É importante destacar que a elevação dos preços monitorados vem reduzir uma enorme defasagem acumulada. Os preços monitorados vêm sendo reajustados sistematicamente abaixo da inflação média desde maio de 2007, desconsiderando-se cinco meses entre o segundo semestre de 2009 e o início de 2010, em uma situação excepcional.
A defasagem foi muito ampliada ao longo de 2013. Entre fevereiro e dezembro daquele ano, o IPCA dos preços monitorados manteve-se 4 pontos percentuais abaixo do IPCA, na série de doze meses acumulados (ver Gráfico).
Em 2014, o governo estreitou essa diferença mas ela se manteve muito ampla até meados do ano quando a elevação dos preços monitorados foi acelerada, reduzindo a diferença em relação ao IPCA. Depois de dezembro, os preços monitorados foram fortemente corrigidos, fazendo com que as taxas acumuladas em doze meses em janeiro e fevereiro superassem o IPCA- Geral, o que não acontecia desde fevereiro de 2010.
Comercializáveis e não comercializáveis
A queda nas cotações internacionais de nossas principais commodities agrícolas e minerais, além da forte retração nos preços do petróleo e gás, propiciou que o IPCA dos bens e serviços comercializáveis tenha declinado na série de doze meses desde meados de 2014, mesmo com a forte apreciação do câmbio no período. O IPCA dos comercializáveis somente reagiu em janeiro, mas o acumulado em doze meses manteve-se abaixo do IPCA-Geral.
Ainda assim, é de se esperar que nos próximos meses a elevação nos preços dos produtos e serviços comercializáveis, desde eletrônicos e insumos industriais até fretes e turismo internacionais, venha a acelerar, refletindo o novo patamar do câmbio.
Por outro lado, o IPCA dos bens e serviços não comercializáveis, que não sofre impacto direto do câmbio, como são os casos dos serviços pessoais e alimentação fora de casa, se manteve acima do IPCA-Geral até o momento, indicando que o desaquecimento em curso da economia ainda não atingiu fortemente o poder de compra interno, nem o mercado de trabalho no segmento de serviços.

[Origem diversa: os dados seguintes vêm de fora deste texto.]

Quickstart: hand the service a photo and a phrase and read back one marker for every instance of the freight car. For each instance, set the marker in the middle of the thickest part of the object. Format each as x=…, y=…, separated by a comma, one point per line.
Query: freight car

A tendência nos próximos meses é de que os preços dos bens e serviços comercializáveis, que dependem da cotação do câmbio, passem a subir acima da inflação média, enquanto os preços dos bens e serviços que não são cotados no mercado internacional e não sofrem concorrência direta com os importados passem a ser reajustados abaixo do IPCA médio, na medida em que a economia desaquecer e o poder de compra da população se tornar mais restrito, em um processo inverso ao que ocorreu quando o câmbio foi desvalorizado, entre o início de 2004 e meados de 2011.